Friday, 14 October 2011

The Integrated Children’s System – stop messing about!!

The Integrated Children’s System (ICS) is an approach to computerising ‘children’s social care’ (children in need, child protection, children in care etc.) developed by the last British Government. Our present government has not said much about it, but Professor Eileen Munro’s recent report on child protection (http://www.education.gov.uk/munroreview/) had some suitably harsh words for a system which by common consent is manifestly unfit for purpose.

Munro helpfully prescribes three things that are required of any children’s social care IT:

• It should meet the critical need to maintain a systemic family narrative
• It should be able to adapt easily to changes in local child protection system needs
• It should be based on a human-centred analysis of what is required by frontline workers

ICS provides none of these. The approach followed until 2010 was driven by an elaborate and increasingly bizarre collection of ‘exemplars’ many of which were adapted from the Framework for the Assessment of Children in Need (http://www.dh.gov.uk/en/Publicationsandstatistics/Publications/PublicationsPolicyAndGuidance/DH_4003256). In concentrating on this framework the ‘architects’ (I use the word with reservations) of ICS seem to have forgotten that providing services to children in need involves much more than repeatedly assessing them. And they seem to have forgotten that it is of central importance to have a record which explains what has happened, what has been done and why.

Why such a completely unrealistic approach was taken to computerising children’s social care records cannot easily be explained. Systems were probably designed by committees of bureaucrats and by social work academics who had little understanding of how effective IT systems are created. The result – as is widely acknowledged - is a disaster in waiting.

What is even more frustrating is the fact that civil servants do not seem to be offering any sensible advice to local authorities in the light of what seems to be yet another Government inspired IT mess. 

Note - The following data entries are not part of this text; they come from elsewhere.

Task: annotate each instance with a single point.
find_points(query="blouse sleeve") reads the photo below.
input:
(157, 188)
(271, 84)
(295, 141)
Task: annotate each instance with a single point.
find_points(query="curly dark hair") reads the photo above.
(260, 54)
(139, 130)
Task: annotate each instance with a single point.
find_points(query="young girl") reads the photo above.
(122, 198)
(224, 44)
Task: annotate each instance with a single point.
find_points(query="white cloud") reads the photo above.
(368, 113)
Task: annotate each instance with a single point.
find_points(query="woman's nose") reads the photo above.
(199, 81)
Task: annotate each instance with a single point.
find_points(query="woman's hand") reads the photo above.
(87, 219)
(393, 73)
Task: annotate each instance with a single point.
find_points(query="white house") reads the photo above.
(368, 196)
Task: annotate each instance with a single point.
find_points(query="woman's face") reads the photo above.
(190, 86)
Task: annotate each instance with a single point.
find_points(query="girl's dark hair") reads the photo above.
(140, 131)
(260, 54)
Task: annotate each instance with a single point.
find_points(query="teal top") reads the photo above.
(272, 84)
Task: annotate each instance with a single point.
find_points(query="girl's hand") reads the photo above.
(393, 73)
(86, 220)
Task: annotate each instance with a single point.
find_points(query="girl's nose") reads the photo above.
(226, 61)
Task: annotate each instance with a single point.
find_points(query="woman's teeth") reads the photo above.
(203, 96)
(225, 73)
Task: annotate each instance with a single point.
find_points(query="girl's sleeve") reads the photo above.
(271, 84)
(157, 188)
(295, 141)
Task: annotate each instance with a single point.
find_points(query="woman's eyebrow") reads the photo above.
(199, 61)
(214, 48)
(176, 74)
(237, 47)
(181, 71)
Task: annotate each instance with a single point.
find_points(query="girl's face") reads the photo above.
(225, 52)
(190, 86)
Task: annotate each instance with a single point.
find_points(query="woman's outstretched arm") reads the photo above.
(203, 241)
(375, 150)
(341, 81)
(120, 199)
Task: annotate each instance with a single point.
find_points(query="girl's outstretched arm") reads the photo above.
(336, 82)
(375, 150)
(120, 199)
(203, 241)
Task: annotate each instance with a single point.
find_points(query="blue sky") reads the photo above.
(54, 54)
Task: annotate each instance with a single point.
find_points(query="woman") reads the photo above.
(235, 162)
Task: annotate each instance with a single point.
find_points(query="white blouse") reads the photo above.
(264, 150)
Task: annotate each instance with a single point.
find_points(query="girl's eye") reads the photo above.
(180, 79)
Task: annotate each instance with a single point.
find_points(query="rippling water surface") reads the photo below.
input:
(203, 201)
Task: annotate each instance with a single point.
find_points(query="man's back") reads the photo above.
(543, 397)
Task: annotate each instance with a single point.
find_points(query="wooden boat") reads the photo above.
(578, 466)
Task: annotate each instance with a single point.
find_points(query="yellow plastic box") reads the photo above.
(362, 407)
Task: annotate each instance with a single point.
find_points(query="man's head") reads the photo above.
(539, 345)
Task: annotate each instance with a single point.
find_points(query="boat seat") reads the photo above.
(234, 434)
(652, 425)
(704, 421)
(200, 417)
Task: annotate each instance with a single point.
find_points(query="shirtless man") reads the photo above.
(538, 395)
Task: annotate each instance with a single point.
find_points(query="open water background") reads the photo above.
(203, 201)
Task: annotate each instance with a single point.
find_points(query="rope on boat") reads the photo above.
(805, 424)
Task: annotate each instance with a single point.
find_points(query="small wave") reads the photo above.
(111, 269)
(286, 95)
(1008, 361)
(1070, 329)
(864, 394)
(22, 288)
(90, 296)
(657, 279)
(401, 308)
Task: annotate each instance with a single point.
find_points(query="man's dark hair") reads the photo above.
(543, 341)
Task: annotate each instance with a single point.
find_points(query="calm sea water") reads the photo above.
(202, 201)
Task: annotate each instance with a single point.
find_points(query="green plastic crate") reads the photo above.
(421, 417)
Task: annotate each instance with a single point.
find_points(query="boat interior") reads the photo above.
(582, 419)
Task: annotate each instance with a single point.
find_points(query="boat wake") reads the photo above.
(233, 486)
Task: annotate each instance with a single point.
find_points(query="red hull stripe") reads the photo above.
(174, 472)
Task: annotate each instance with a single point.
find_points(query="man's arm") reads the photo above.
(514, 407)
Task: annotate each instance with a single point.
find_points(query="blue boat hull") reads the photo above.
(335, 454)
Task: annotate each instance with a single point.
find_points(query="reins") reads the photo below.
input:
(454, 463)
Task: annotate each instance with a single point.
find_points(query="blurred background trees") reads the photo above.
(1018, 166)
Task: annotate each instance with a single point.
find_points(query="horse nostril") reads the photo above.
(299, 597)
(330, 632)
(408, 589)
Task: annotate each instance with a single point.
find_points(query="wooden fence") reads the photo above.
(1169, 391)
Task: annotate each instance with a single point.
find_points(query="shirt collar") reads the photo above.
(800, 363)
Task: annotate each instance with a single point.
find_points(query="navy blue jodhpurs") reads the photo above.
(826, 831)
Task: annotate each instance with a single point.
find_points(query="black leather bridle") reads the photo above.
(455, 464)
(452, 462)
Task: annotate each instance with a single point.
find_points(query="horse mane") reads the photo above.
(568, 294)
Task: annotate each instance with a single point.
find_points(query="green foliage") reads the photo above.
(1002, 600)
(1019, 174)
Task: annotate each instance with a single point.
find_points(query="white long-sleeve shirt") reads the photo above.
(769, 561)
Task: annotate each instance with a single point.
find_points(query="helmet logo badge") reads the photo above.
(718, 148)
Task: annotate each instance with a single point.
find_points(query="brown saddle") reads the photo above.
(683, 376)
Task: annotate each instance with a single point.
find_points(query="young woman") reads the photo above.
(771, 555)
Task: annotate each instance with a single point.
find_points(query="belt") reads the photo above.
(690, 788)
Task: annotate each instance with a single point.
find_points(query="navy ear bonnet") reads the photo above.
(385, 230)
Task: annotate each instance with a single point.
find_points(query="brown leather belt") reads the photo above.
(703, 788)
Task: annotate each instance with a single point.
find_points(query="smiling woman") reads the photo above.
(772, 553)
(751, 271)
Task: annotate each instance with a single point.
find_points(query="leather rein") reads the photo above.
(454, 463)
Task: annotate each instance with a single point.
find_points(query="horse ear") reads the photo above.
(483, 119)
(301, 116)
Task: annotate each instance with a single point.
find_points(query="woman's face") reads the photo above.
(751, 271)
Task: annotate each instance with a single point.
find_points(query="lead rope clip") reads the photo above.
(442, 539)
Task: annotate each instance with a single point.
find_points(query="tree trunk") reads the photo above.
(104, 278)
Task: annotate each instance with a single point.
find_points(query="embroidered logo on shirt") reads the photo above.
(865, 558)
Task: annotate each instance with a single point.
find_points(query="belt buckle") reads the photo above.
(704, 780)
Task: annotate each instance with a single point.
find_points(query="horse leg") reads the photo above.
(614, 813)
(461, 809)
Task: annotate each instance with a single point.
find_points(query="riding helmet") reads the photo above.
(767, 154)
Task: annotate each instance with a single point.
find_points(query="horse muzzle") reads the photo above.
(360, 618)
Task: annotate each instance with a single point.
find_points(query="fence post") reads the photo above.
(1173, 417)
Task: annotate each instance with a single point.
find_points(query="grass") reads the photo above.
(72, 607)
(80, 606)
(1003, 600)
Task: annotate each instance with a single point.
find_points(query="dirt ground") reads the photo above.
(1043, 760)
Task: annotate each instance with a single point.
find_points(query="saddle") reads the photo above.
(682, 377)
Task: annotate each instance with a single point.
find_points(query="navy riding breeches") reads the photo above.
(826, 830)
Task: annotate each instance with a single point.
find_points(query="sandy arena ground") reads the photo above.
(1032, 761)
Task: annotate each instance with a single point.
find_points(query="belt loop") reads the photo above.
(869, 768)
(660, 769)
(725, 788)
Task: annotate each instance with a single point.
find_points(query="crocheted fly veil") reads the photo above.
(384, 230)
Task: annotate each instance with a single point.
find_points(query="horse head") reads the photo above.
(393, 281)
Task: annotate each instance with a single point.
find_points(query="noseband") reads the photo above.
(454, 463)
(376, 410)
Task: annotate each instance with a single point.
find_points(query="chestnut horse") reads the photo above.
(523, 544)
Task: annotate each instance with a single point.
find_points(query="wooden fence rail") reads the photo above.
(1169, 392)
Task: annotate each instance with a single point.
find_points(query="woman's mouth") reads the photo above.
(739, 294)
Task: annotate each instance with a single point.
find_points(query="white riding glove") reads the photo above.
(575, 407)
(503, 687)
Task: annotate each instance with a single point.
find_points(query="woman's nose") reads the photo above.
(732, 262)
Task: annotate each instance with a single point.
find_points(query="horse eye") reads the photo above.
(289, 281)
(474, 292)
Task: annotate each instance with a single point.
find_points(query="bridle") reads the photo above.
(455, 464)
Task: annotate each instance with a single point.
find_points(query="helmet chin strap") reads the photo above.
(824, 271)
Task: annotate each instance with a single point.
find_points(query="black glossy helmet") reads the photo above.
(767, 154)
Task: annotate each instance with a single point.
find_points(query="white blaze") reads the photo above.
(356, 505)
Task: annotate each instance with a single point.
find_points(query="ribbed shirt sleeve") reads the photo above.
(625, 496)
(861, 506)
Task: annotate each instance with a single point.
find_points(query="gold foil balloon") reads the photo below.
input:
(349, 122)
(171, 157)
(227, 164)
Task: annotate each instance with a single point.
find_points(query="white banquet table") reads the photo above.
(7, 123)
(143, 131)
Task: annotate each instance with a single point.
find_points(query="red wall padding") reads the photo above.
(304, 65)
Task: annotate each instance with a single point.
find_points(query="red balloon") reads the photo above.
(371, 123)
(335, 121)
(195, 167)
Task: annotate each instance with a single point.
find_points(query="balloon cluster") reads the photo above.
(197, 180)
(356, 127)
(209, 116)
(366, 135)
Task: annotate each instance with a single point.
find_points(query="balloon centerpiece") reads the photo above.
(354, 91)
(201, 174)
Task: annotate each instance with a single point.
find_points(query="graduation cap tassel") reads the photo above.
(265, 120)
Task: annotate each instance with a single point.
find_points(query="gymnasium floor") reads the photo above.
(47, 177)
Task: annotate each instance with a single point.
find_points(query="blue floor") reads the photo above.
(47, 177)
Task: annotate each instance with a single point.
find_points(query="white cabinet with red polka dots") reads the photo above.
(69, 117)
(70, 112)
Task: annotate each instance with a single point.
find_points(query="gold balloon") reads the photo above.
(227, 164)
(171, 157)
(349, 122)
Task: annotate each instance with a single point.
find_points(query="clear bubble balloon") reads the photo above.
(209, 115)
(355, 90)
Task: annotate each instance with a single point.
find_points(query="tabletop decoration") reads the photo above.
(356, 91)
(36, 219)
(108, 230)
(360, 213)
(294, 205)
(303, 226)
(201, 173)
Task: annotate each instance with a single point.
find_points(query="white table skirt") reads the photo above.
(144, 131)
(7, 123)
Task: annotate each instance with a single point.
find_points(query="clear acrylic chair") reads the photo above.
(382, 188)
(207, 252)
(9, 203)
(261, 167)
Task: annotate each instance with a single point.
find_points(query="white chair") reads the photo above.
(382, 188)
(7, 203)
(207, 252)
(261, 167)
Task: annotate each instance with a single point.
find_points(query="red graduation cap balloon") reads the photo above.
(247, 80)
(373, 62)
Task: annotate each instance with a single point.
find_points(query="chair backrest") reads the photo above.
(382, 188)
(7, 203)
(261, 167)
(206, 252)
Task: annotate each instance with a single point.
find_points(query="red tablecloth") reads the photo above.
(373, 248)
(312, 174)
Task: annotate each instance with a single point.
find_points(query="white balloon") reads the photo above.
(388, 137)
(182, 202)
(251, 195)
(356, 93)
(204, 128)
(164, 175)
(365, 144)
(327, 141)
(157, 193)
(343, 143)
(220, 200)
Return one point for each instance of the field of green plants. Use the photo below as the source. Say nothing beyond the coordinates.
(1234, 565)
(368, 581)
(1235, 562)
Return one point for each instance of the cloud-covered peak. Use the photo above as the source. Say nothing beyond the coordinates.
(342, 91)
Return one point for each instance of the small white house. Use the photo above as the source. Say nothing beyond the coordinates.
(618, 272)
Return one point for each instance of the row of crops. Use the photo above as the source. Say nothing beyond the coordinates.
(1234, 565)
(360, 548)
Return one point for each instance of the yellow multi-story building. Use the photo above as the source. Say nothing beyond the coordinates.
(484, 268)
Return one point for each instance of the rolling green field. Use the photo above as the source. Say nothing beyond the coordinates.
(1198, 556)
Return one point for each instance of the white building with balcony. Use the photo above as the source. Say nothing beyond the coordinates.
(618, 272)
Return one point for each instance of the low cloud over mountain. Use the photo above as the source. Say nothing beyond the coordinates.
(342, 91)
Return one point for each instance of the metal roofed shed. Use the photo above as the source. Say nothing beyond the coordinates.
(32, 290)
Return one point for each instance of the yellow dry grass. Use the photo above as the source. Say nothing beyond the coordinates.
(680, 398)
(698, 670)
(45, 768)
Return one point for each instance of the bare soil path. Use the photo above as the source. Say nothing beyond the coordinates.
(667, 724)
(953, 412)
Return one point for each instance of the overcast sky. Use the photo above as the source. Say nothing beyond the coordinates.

There you will find only a brief acknowledgement that Munro’s general approach is correct, followed by pages and pages of guidance, all dated pre-March 2010, which is steeped in the worst fallacies and silly assumptions of the ICS project as originally envisaged, and expressed in the excruciatingly toe-curling gobbledegook which seems to have been de rigueur for those who drafted it.

The Department of Education needs to get a hold on this situation. It should stop trying to square circles with such weasel words as:

“The guidance developed by the expert panel continues to be relevant to the modification of existing electronic recording systems in accordance with the principles (Munro's) set out above.”

Come off it. The guidance is not only not relevant, it often does not make any sense and even when it does it is not wise. It serves no good purpose but to mislead and distract. It should be taken down. All you have to do to assure yourself that this is true is to follow the link on page 2 of the guidance and to look at an “ics recording formats deconstruction table” (whatever that is!) or read the wretched paper on ‘interoperability’ to which a link is provided on page 3. Don’t be conned into thinking that there is someone somewhere who understands this stuff. There isn’t.

Moving forward on ICS requires frank admissions that the project commenced under the last Government is totally misconceived and, like other Government IT projects, that it has been managed in an amateurish, if not naïve, way. The way forward is to admit frankly past mistakes, not seek to pretend that they are in some way part of the new way forward. And there needs to be a completely new approach, with, if necessary, new people at the helm.